Advice to fishing enthusiasts and citizen scientists from SARA
- SARA’s sawfish sighting campaign is ongoing so please submit your sighting to www.saw.fish Please be advised that we do not ask people to target sawfish, which is illegal without an appropriate permit.
- Possession of saws without a permit is illegal in most states, and while we understand that some people want to hold on to antique saws, we appreciate that others donate them to science
- Taking these saws as trophies has a huge impact on sawfish populations. If you catch one, please release them alive and report sightings back to us.
About sawfish
Sawfish are rays that have a shark-like body and a unique toothed rostrum, which is also called the saw. Sawfish use the saw to detect their prey as well as kill it, as Dr Barbara Wueringer, the principal scientist at Sharks And Rays Australia (SARA), discovered. Sawfish deliver fast saw-swipes aimed at prey that can split a fish in half. Sawfish are stealth predators. A collaborative study between Dr Wueringer and scientists from Murdoch University and Newcastle University found that the shape of the saw is so streamlined that prey fish may not even detect when a sawfish swipes at them.
The saw is easily tangled in fishing nets, however.

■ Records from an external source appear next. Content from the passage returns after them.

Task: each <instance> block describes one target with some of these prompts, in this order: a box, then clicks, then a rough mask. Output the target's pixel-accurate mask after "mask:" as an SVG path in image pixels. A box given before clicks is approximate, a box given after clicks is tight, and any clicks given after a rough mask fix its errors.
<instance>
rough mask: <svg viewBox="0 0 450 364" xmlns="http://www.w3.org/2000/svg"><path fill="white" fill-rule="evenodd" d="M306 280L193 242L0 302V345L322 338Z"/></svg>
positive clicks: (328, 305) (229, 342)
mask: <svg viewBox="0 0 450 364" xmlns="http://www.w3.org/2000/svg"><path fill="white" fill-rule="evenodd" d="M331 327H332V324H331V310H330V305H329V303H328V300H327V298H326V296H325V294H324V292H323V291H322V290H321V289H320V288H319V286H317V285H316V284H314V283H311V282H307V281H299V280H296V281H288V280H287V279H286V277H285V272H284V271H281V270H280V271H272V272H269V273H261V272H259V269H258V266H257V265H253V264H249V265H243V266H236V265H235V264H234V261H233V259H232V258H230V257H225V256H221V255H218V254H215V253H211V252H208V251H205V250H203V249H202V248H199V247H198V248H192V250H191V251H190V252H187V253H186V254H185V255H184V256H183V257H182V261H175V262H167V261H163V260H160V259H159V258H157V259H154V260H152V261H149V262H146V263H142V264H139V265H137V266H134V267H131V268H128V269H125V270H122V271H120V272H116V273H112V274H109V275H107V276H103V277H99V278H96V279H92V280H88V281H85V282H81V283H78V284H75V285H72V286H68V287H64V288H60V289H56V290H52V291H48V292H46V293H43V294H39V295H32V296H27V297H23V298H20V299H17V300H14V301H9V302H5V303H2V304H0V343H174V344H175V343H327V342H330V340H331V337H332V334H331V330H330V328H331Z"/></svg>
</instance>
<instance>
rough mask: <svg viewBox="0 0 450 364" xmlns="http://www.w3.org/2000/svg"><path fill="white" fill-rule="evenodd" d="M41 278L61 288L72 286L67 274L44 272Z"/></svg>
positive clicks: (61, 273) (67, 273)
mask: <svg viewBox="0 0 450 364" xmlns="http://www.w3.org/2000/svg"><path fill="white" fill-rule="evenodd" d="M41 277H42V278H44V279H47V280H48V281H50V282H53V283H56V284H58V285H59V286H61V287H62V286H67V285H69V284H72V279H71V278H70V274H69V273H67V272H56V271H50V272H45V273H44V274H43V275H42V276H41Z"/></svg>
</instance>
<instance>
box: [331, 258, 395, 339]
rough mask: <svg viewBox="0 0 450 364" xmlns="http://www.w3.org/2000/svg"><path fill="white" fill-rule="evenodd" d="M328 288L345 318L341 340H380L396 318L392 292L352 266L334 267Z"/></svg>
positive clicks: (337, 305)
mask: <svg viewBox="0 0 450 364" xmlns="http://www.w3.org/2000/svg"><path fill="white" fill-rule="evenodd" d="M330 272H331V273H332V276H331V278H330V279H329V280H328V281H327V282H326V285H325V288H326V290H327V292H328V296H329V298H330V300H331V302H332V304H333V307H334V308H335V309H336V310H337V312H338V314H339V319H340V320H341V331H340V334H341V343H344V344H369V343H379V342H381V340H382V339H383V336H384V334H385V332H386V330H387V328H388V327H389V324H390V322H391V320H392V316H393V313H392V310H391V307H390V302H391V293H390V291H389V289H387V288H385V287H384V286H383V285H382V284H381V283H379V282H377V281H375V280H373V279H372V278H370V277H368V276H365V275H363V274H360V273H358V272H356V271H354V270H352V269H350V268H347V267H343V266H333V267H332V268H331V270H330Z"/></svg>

While analysing sawfish bycatch data from the Queensland Shark Control program, Dr Wueringer found that sawfish were mainly caught in gill nets. In most locations along Queensland’s east coast, sawfish populations had dropped to zero in the 1990s, before the Queensland Government removed gill nets in most locations and replaced them with drumlines in a bid to reduce bycatch.
Old sawfish saws are often seen in pubs and bars around Australia. Before protections came into place, sawfish were often killed for these trophies. Ongoing work by SARA in remote areas of the Gulf of Carpentaria has found that some fishers still take trophies, and now amputate saws before releasing the animal. This practice illegal and typically causes a slow death through starvation. The saw does not grow back.